Stickee Monkee is a limited-release Quadrupel brewed with an addition of Turbinado brown sugar and Belgian candi sugar, then aged for up to fourteen months in fine bourbon oak barrels. Its name is a nod to Belgian monks, but also references the Sticky Monkey flower that grows along the California coast. This was originally created in 2010 to fill in the sweet gap in the brewery’s barrel-aged Anniversary Ale blending program, but was just recently bottled for first time in May 2014. Firestone prefers the term “Central Coast Quad.”
On the nose, sweet aromas abound with brown sugar, butterscotch, and toffee. A big barrel presence gives hints of coconut, vanilla, tobacco, and leather. Malts smell like banana bread with graham crackers. Fruity notes of fig merge with orange zest and cinnamon.
The palate begins in sweet layer of toffee as a creme brulee flavor comes to mind. Malts accumulate into a sticky pool of molasses that stops just shy of cloying. Fruity hints emerge in a character like dried figs, raisins, dates, and plums. The bourbon barrel brings out vanilla, coconut, leather, and musty tobacco. Pushing even deeper, a subtle malt roast develops suggestions of gingerbread muffins with a touch of chocolate. Finishing flavors are salty like peanut brittle, enclosed by a poignant twist of spice with an outline of licorice, rising toward a bitter edge of orange peel. Alcohol eventually surfaces, yet while being disguised in bourbon, has little to offer apart from a gentle arrival of tannins. The final flavor remind me of German chocolate cake. Hop contribution is practically non-existent, appearing only as a light contribution of pine oil on the finish. Mouthfeel is chewy, smooth, and creamy with a full, well-rounded body that closes in heat. Alcohol proves to be incredibly deceptive, so drinkability is unhindered by its influence.

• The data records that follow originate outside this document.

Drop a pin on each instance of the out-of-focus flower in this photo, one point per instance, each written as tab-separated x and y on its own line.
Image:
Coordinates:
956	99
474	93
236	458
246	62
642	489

This will go down as my highest-rated domestic Quad. In some ways, it almost tastes more like a bourbon-aged Barleywine. Where most will simply fail to stand up to the greatness of traditional Belgians, this has given me a newfound respect for the American interpretation of a well-established classic. The oak adds a nice degree of complexity that tastes very complementary to the stylistic qualities of the quad. Barrel-aging a Belgian is unheard of, so this is a rather progressive approach as far as I understand. I do think it needs more Belgian yeast in order to to really taste traditional. This should perform wonders in a cellar. Okay, so it might lack the more intricate complexity of a genuine Belgian Quad, but I’m impressed. Stickee Monkee is a tasty treat, I highly recommend it!